You left some redundant logging in though and that was what I was
commenting on here.

> In addition I just added logging
> in the error callback regarding the request which timed out.
> 
>>
>>> Signed-off-by: Ira Weiny <[email protected]>
>>> ---
>>>  libvendor/osm_vendor_ibumad.c |    2 --
>>>  opensm/osm_helper.c           |    5 +++--
>>>  opensm/osm_sm_mad_ctrl.c      |   16 ++++++++++++++--
>>>  3 files changed, 17 insertions(+), 6 deletions(-)
>>>
>>> diff --git a/libvendor/osm_vendor_ibumad.c b/libvendor/osm_vendor_ibumad.c
>>> index e2ebd8e..b2872c8 100644
>>> --- a/libvendor/osm_vendor_ibumad.c
>>> +++ b/libvendor/osm_vendor_ibumad.c
>>> @@ -348,8 +348,6 @@ static void *umad_receiver(void *p_ptr)
>>>                                     ", Hop Ptr: 0x%X\n",
>>>                                     mad->method, cl_ntoh16(mad->attr_id),
>>>                                     cl_ntoh64(mad->trans_id), smp->hop_ptr);
>>> -                           osm_dump_smp_dr_path(p_vend->p_log, smp,
>>> -                                                OSM_LOG_ERROR);
>>
>> If you're going this direction, why not remove the logging of error 5411
>> above it which means eliminate the else clause there ? Isn't that
>> redundant with your change below to sm_mad_ctrl_send_err_cb ?
> 
> Technically, yes it is redundant as the "response" is not really a response.
> (I think.) But my intention was not to remove any logging except that which
> was "useless".

If this logging is moved up to the callback, then it should be removed
from here IMO (and also takes care of the cancelled case too at least
for SMPs).

>>
>> Also, shouldn't another related change to umad_receiver be done:
>>
>> Where it is:
>>      if (mad->mgmt_class != IB_MCLASS_SUBN_DIR) {
>> it should now be:
>>      if ((mad->mgmt_class != IB_MCLASS_SUBN_DIR) &&
>>          (mad->mgmt_class != IB_MCLASS_SUBN_LID)) {
>>
>> to go along with SM class being logged in the SM send_err callback
>> rather than at umad layer.
> 
> I am not sure I follow here.  

Since the callback is made for both DR and LR SMPs, the logging at the
vendor layer isn't needed for those.

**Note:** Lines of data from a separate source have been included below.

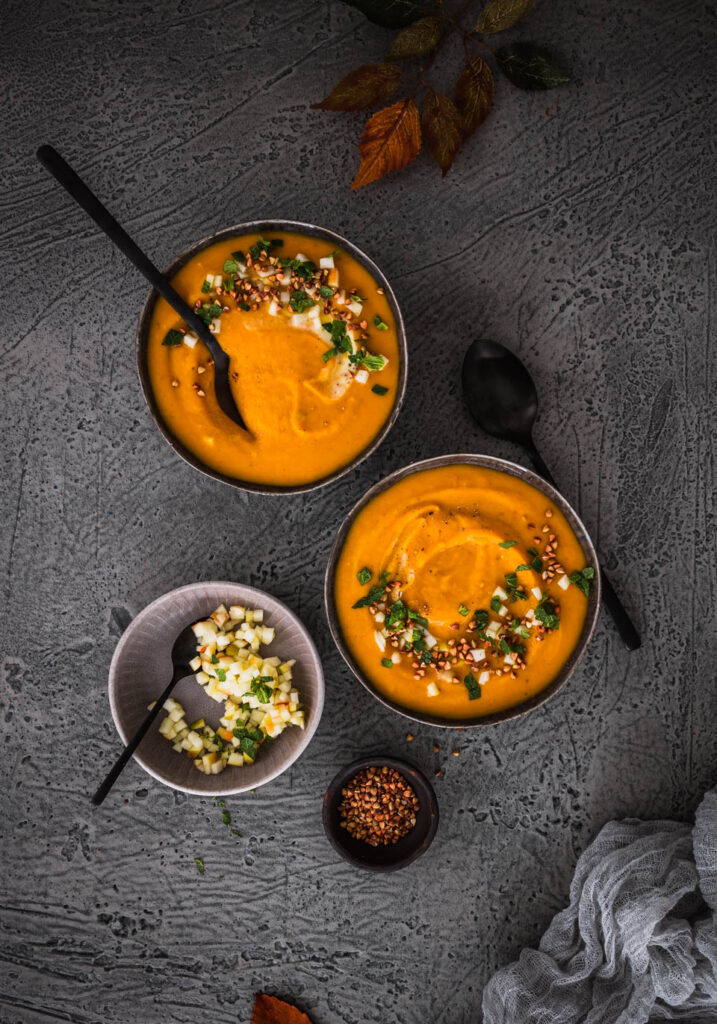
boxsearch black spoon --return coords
[462,340,642,650]
[92,626,197,806]
[37,145,247,430]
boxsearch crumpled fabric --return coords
[482,790,717,1024]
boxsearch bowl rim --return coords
[135,217,409,495]
[324,453,602,729]
[322,754,440,872]
[108,580,326,798]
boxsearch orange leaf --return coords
[251,992,311,1024]
[351,99,421,188]
[423,89,463,177]
[454,57,496,137]
[312,63,400,111]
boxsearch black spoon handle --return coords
[92,673,181,807]
[37,145,217,358]
[526,442,642,650]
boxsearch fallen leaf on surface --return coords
[251,992,311,1024]
[351,99,421,188]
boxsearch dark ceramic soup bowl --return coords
[136,220,408,495]
[324,455,600,729]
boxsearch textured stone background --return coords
[0,0,717,1024]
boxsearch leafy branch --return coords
[313,0,573,188]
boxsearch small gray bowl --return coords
[136,220,409,495]
[324,455,600,729]
[109,583,324,797]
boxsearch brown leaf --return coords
[351,99,421,188]
[423,89,463,177]
[475,0,536,36]
[454,57,496,138]
[386,17,444,60]
[311,63,400,111]
[251,992,311,1024]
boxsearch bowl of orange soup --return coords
[325,455,600,728]
[137,220,407,493]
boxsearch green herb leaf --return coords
[162,329,184,348]
[463,672,481,700]
[496,42,573,92]
[475,0,536,36]
[386,16,444,60]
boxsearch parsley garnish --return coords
[463,672,480,700]
[162,330,184,347]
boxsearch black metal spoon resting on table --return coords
[37,145,247,430]
[462,340,641,650]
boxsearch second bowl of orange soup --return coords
[326,455,600,727]
[137,220,407,493]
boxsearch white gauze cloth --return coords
[482,790,717,1024]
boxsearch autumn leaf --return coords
[423,89,463,177]
[251,992,311,1024]
[386,17,444,60]
[475,0,536,36]
[311,65,400,111]
[496,43,573,92]
[454,56,496,138]
[343,0,422,29]
[351,98,421,188]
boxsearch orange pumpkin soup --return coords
[147,231,399,486]
[334,464,595,719]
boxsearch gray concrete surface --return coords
[0,0,717,1024]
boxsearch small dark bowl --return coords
[323,757,438,871]
[136,219,409,495]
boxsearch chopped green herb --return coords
[463,672,481,700]
[162,330,184,348]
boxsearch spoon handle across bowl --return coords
[37,145,246,430]
[525,442,642,650]
[92,672,183,807]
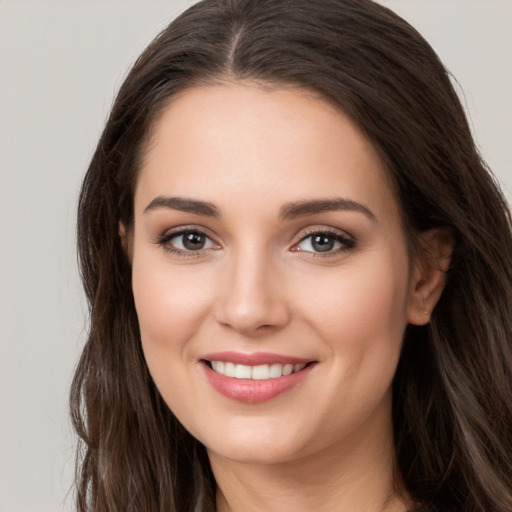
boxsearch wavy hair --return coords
[70,0,512,512]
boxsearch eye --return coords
[158,229,219,254]
[292,231,355,253]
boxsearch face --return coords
[129,83,424,463]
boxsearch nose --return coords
[215,252,290,337]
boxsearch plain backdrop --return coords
[0,0,512,512]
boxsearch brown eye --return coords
[182,231,206,251]
[293,232,355,254]
[158,229,220,255]
[311,235,335,252]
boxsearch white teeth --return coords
[224,363,235,377]
[235,364,252,379]
[252,364,270,380]
[283,364,293,375]
[270,364,283,379]
[210,361,306,380]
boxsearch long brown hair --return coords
[71,0,512,512]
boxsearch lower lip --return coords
[201,363,315,404]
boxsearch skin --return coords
[126,83,449,512]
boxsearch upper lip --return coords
[199,351,313,366]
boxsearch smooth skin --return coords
[124,82,451,512]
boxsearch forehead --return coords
[135,83,397,222]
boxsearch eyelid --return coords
[290,226,356,258]
[154,225,220,257]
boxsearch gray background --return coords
[0,0,512,512]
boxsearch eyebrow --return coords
[279,197,377,221]
[144,196,220,217]
[144,196,377,221]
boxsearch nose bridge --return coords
[217,244,289,335]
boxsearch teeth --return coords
[210,361,306,380]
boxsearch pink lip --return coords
[199,351,311,366]
[201,352,316,404]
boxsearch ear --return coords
[118,221,132,263]
[407,227,454,325]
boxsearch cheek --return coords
[132,253,211,354]
[302,251,408,358]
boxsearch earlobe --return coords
[118,221,127,252]
[407,227,454,325]
[118,221,132,263]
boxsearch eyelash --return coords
[156,227,356,258]
[292,229,356,258]
[156,226,217,258]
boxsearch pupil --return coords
[312,235,334,252]
[183,233,205,251]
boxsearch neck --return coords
[209,410,407,512]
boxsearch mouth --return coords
[203,360,314,380]
[199,352,318,404]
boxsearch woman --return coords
[71,0,512,512]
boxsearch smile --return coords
[208,361,306,380]
[200,352,318,404]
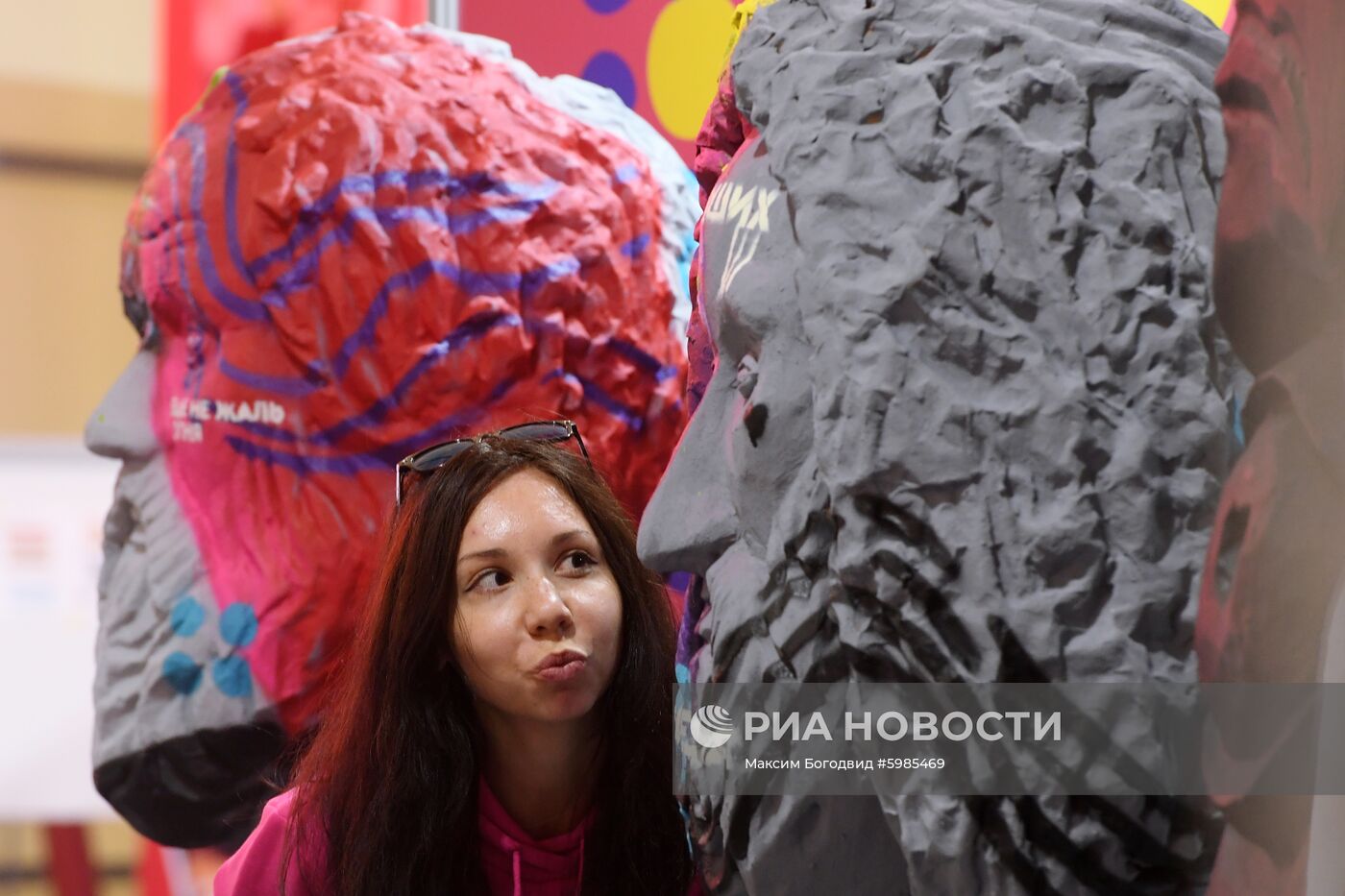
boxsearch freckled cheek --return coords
[573,581,622,675]
[453,608,519,684]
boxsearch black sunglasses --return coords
[397,420,593,507]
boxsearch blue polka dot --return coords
[164,650,201,695]
[219,604,257,647]
[209,657,252,697]
[168,594,206,638]
[579,50,635,109]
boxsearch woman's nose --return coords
[85,351,159,460]
[525,576,575,638]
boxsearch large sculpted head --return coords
[86,14,696,845]
[640,0,1232,893]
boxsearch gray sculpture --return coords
[640,0,1235,895]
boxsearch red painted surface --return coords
[155,0,429,141]
[132,16,685,731]
[46,825,94,896]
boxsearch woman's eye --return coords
[472,569,508,591]
[565,550,598,569]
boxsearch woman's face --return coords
[452,470,622,725]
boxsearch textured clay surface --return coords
[640,0,1240,896]
[87,14,696,845]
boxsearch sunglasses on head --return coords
[397,420,593,507]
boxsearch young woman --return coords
[215,421,699,896]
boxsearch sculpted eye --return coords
[733,355,757,399]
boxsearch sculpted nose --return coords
[638,375,739,576]
[85,351,159,460]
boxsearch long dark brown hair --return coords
[281,437,692,896]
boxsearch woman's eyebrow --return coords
[457,547,508,567]
[551,529,593,547]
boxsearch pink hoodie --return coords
[215,779,703,896]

It's still needed for GMPs though
(like PerfMgr).

> Why would you care about the other classes which
> timeout?  Wouldn't they have the same issue of a response which is "fake"?

No; the issue is only with DR path. Isn't LID fine ?

> If we want to remove the logging at this layer I think we should consider
> this.
> 
> diff --git a/libvendor/osm_vendor_ibumad.c b/libvendor/osm_vendor_ibumad.c    
>        
> index b2872c8..b352cef 100644
> --- a/libvendor/osm_vendor_ibumad.c
> +++ b/libvendor/osm_vendor_ibumad.c
> @@ -327,29 +327,6 @@ static void *umad_receiver(void *p_ptr)
>                 /* if status != 0 then we are handling recv timeout on send */
>                 if (umad_status(p_madw->vend_wrap.umad)) {
> 
> -                       if (mad->mgmt_class != IB_MCLASS_SUBN_DIR) {
> -                               /* LID routed */
> -                               OSM_LOG(p_vend->p_log, OSM_LOG_ERROR, "ERR 
> 5410: "
> -                                       "Send completed with error -- 
> dropping\n"
> -                                       "\t\t\tClass 0x%x, Method 0x%X, Attr 
> 0x%X, "
> -                                       "TID 0x%" PRIx64 ", LID %u\n",
> -                                       mad->mgmt_class, mad->method,
> -                                       cl_ntoh16(mad->attr_id),
> -                                       cl_ntoh64(mad->trans_id),
> -                                       cl_ntoh16(ib_mad_addr->lid));
> -                       } else {
> -                               ib_smp_t *smp;
> -
> -                               /* Direct routed SMP */
> -                               smp = (ib_smp_t *) mad;
> -                               OSM_LOG(p_vend->p_log, OSM_LOG_ERROR, "ERR 
> 5411: "
> -                                       "DR SMP Send completed with error -- 
> dropping\n"
> -                                       "\t\t\tMethod 0x%X, Attr 0x%X, TID 
> 0x%" PRIx64
> -                                       ", Hop Ptr: 0x%X\n",
> -                                       mad->method, cl_ntoh16(mad->attr_id),
> -                                       cl_ntoh64(mad->trans_id), 
> smp->hop_ptr);
> -                       }
> -
>                         if (!(p_req_madw = get_madw(p_vend, &mad->trans_id))) 
> {
>                                 OSM_LOG(p_vend->p_log, OSM_LOG_ERROR,
>                                         "ERR 5412: "
> 
> 
> But I felt that was a bit draconian, and it was not my initial intent.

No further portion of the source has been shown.